FCC Chmn. Martin backs “exploring” inclusion of broadband in the high-cost Universal Service Fund (USF), he said in a letter to House Telecom Subcommittee Chmn. Markey (D-Mass.). Martin declined to answer Markey’s April 2 query (CD April 3 p7) as to whether Martin favors using USF subsidies for broadband -- a strategy explored in several legislative proposals on Capital Hill.
As expected, the FCC issued a call for comments on the recommendation by the Federal-State Joint Board on Universal Service for an interim cap on USF subsidies to “competitive eligible telecom carriers” (CETCs), which generally are wireless providers (CD May 2 p1). The agency said comments would be due 14 days after the notice of proposed rulemaking is published in the Federal Register, and replies 7 days after that. The FCC asked for comments on a variety of issues, including “whether there are public interest concerns” about limiting the cap to CETCs. Parties that disagree with the recommended year’s duration for the cap should explain why, the FCC said. “We also seek comment on the Joint Board’s recommendation to impose the cap on a state-by-state basis, including how this would affect the state ETC designation process,” the NPRM said: “Parties should also address whether the cap should be set at the level of support received by competitive ETCs in 2006, as the Joint Board recommended, or some other level.”
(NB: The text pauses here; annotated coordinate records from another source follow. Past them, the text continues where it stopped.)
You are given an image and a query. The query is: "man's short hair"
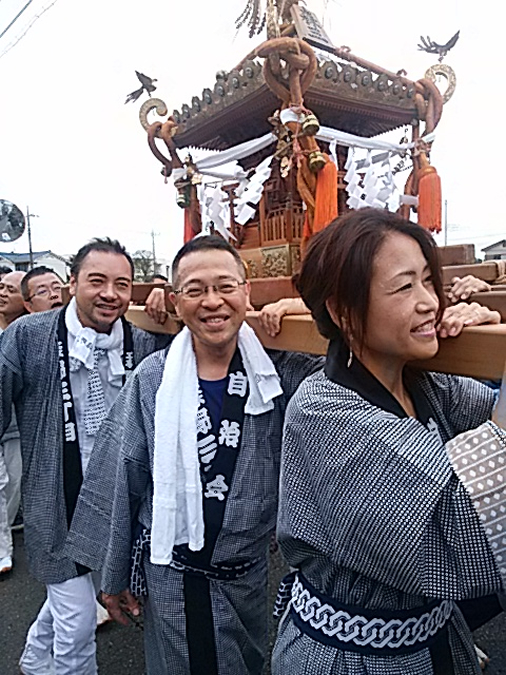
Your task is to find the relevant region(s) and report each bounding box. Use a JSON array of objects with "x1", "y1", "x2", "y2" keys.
[
  {"x1": 21, "y1": 265, "x2": 64, "y2": 302},
  {"x1": 70, "y1": 237, "x2": 135, "y2": 279},
  {"x1": 172, "y1": 234, "x2": 246, "y2": 287}
]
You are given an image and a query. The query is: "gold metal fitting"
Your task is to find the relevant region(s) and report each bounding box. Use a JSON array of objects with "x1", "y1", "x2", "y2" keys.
[
  {"x1": 308, "y1": 150, "x2": 327, "y2": 173},
  {"x1": 302, "y1": 113, "x2": 320, "y2": 136}
]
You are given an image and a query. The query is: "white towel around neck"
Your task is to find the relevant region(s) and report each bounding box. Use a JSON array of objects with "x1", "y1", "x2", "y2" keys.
[
  {"x1": 151, "y1": 323, "x2": 283, "y2": 565},
  {"x1": 65, "y1": 298, "x2": 125, "y2": 386}
]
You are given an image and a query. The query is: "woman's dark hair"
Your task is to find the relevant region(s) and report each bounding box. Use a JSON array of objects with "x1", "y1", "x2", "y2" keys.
[
  {"x1": 294, "y1": 208, "x2": 446, "y2": 350},
  {"x1": 172, "y1": 234, "x2": 246, "y2": 288}
]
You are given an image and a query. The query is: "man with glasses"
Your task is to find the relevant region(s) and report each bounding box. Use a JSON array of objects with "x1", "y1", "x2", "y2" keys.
[
  {"x1": 0, "y1": 239, "x2": 172, "y2": 675},
  {"x1": 67, "y1": 236, "x2": 320, "y2": 675},
  {"x1": 0, "y1": 270, "x2": 26, "y2": 575},
  {"x1": 21, "y1": 265, "x2": 63, "y2": 314}
]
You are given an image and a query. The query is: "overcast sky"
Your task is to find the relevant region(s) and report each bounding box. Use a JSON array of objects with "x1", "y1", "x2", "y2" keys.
[{"x1": 0, "y1": 0, "x2": 506, "y2": 266}]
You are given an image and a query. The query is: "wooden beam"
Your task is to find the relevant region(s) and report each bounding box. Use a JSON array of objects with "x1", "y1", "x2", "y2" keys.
[
  {"x1": 443, "y1": 260, "x2": 501, "y2": 286},
  {"x1": 127, "y1": 307, "x2": 506, "y2": 379}
]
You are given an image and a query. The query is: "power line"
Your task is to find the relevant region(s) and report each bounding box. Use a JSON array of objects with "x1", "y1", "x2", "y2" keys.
[
  {"x1": 0, "y1": 0, "x2": 33, "y2": 40},
  {"x1": 0, "y1": 0, "x2": 57, "y2": 59}
]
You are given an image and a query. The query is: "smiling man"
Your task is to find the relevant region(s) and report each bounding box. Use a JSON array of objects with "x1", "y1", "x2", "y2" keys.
[
  {"x1": 65, "y1": 236, "x2": 320, "y2": 675},
  {"x1": 21, "y1": 265, "x2": 63, "y2": 314},
  {"x1": 0, "y1": 239, "x2": 172, "y2": 675}
]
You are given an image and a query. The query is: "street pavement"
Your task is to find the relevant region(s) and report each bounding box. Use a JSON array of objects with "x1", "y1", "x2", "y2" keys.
[{"x1": 0, "y1": 533, "x2": 506, "y2": 675}]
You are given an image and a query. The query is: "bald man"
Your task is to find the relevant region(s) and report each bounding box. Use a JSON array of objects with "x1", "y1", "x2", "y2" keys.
[{"x1": 0, "y1": 272, "x2": 26, "y2": 575}]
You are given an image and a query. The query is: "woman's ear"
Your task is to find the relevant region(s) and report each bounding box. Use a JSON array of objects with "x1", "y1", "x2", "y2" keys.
[
  {"x1": 325, "y1": 300, "x2": 346, "y2": 333},
  {"x1": 325, "y1": 300, "x2": 353, "y2": 344}
]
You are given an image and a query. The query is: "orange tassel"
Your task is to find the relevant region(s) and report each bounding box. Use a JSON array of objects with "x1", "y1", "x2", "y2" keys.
[
  {"x1": 417, "y1": 155, "x2": 441, "y2": 232},
  {"x1": 184, "y1": 211, "x2": 195, "y2": 244},
  {"x1": 313, "y1": 155, "x2": 338, "y2": 234}
]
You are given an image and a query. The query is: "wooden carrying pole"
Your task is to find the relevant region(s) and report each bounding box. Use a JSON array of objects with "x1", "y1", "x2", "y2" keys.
[{"x1": 127, "y1": 307, "x2": 506, "y2": 380}]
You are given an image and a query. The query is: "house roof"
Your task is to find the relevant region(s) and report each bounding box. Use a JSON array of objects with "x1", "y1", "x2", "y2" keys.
[
  {"x1": 0, "y1": 251, "x2": 68, "y2": 265},
  {"x1": 481, "y1": 239, "x2": 506, "y2": 251}
]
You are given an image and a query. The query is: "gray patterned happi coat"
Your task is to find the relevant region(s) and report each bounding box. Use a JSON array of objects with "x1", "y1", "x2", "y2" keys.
[
  {"x1": 68, "y1": 352, "x2": 322, "y2": 675},
  {"x1": 0, "y1": 309, "x2": 167, "y2": 584},
  {"x1": 272, "y1": 372, "x2": 501, "y2": 675}
]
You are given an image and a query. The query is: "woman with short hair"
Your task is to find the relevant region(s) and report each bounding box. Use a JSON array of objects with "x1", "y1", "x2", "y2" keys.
[{"x1": 272, "y1": 209, "x2": 506, "y2": 675}]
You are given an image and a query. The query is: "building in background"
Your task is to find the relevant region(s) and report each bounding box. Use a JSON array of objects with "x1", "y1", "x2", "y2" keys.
[{"x1": 482, "y1": 239, "x2": 506, "y2": 260}]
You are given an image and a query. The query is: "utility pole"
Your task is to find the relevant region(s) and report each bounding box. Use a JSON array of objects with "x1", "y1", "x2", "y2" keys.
[
  {"x1": 26, "y1": 206, "x2": 39, "y2": 270},
  {"x1": 151, "y1": 230, "x2": 158, "y2": 274},
  {"x1": 445, "y1": 199, "x2": 448, "y2": 246}
]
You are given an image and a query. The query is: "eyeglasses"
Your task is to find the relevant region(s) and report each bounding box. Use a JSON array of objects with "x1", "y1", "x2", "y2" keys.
[
  {"x1": 27, "y1": 284, "x2": 62, "y2": 302},
  {"x1": 174, "y1": 279, "x2": 247, "y2": 300}
]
Democrats are scrambling to fill broadband gaps in rural America, with House Telecom Subcommittee Chmn. Markey (D- Mass.) drafting a bill based partly on a successful state program that mapped high-speed service holes. Markey’s bill would have NTIA draw and maintain the map, to be posted on the Internet and searchable by users, according to a copy of the discussion draft. A hearing on the bill is set next Thurs.
The FCC should avoid asking carriers for overly granular data in studying sector competition, CTIA said. The group was responding to an agency request for comments on wireless industry competition to go into the agency’s 12th Annual CMRS Competition Report. CTIA said USF money will be key to greater wireless expansion in rural America.
The FCC levied $1 million-plus in fines against 2 telecom resellers for not contributing to regulatory funds or to file related paperwork. Wireless reseller InPhonic was fined nearly $820,000 for not paying into the Universal Service and Telecom Relay funds, not submitting worksheets showing what it owed and not registering as a contributor until after it was providing service. The FCC proposed an additional $100,000 fine for failing to get authorization to provide international telecom service. InPhonic buys air time wholesale and resells it. Global Teldata, a reseller of local, long distance and international service, was fined $236,774 for not making USF contributions, registering or submitting worksheets.
Claims that a cap on wireless universal service recipients wouldn’t be competitively neutral “ring hollow” because wireline LECs have had caps in the past, USTelecom Pres. Walter McCormick told the FCC in a letter. “Universal service caps are not new,” he said in response to concerns voiced about a recommendation by the Federal-State Joint Board on Universal Service (CD May 3 p1). “Almost a decade ago, the Commission established an indexed limit on the high- cost fund for ETCs [eligible telecom carriers] and capped the amount of corporate operations expense that an ETC could recover” through USF payments, he said. As now, the action was taken to “prevent excessive growth in the size of the universal service fund,” McCormick said, and the cap was upheld by the 5th U.S. Appeals Court, New Orleans. “Unlike the high-cost fund for incumbent ETCs, the universal service support available to competitive ETCs has never been capped,” McCormick said.